🤖 AI Summary
This paper investigates whether zeroth-order projected gradient descent (ZO-PGD) inherently satisfies differential privacy—i.e., solely through its intrinsic randomness (e.g., random direction sampling)—without requiring explicit noise injection.
Method: We develop a query-based optimization analysis framework to rigorously characterize the cumulative privacy loss of zeroth-order gradient estimation under strongly convex and general convex objectives.

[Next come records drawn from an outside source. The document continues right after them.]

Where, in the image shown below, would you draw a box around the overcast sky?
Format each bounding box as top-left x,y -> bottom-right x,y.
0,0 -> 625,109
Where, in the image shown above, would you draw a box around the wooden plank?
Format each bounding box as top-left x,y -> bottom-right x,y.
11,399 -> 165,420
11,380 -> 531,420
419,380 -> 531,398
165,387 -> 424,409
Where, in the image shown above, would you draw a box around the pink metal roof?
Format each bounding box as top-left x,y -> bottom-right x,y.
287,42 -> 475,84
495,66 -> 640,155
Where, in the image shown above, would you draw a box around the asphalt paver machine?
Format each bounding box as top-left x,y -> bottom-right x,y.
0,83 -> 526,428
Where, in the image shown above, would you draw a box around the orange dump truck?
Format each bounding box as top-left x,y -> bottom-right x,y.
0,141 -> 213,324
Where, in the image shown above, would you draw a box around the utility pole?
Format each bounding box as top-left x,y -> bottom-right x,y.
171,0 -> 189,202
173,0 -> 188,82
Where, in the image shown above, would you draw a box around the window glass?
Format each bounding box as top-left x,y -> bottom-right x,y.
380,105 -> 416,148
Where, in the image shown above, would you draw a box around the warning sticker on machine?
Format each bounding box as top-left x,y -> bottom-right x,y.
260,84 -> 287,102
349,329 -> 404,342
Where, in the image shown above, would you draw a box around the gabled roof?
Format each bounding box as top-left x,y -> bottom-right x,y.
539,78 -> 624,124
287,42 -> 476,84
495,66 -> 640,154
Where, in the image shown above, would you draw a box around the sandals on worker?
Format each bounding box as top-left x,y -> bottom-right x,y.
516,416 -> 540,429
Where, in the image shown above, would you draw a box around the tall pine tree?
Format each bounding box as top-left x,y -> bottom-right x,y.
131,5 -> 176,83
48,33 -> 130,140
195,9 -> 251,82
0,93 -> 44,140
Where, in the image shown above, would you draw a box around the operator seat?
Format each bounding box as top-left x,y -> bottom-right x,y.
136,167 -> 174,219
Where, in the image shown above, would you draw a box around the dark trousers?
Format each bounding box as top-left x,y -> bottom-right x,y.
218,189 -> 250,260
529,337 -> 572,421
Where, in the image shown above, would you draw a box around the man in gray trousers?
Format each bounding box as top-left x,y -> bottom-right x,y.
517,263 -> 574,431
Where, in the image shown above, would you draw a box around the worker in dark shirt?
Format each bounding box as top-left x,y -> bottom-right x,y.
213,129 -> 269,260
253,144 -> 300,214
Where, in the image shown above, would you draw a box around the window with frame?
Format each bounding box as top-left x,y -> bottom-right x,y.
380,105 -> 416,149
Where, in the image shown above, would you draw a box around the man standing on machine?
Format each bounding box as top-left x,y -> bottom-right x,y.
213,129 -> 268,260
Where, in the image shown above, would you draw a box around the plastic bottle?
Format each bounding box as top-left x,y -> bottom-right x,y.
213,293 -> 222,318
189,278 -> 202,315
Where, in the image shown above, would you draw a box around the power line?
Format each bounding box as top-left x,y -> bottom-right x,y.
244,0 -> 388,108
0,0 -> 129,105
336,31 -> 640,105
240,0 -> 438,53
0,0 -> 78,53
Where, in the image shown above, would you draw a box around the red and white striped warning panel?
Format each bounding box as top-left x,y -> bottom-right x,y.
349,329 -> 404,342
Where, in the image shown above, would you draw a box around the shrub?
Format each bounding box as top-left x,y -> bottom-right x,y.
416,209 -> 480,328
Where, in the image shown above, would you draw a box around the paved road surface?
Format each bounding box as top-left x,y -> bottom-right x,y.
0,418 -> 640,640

Contribution/Results: We prove that privacy loss grows superlinearly with iteration count—even under random initialization—and that, under fixed initialization, ZO-PGD fails to satisfy differential privacy for certain strongly convex functions. Crucially, privacy risk persists even when intermediate iterates are hidden. This work provides the first systematic theoretical refutation of the widely held belief in the universal inherent privacy guarantees of zeroth-order methods, delivering critical theoretical guidance for algorithm selection in private fine-tuning.
📝 Abstract
Differentially private zeroth-order optimization methods have recently gained popularity in private fine tuning of machine learning models due to their reduced memory requirements. Current approaches for privatizing zeroth-order methods rely on adding Gaussian noise to the estimated zeroth-order gradients. However, since the search direction in the zeroth-order methods is inherently random, researchers including Tang et al. (2024) and Zhang et al. (2024a) have raised an important question: is the inherent noise in zeroth-order estimators sufficient to ensure the overall differential privacy of the algorithm? This work settles this question for a class of oracle-based optimization algorithms where the oracle returns zeroth-order gradient estimates. In particular, we show that for a fixed initialization, there exist strongly convex objective functions such that running (Projected) Zeroth-Order Gradient Descent (ZO-GD) is not differentially private. Furthermore, we show that even with random initialization and without revealing (initial and) intermediate iterates, the privacy loss in ZO-GD can grow superlinearly with the number of iterations when minimizing convex objective functions.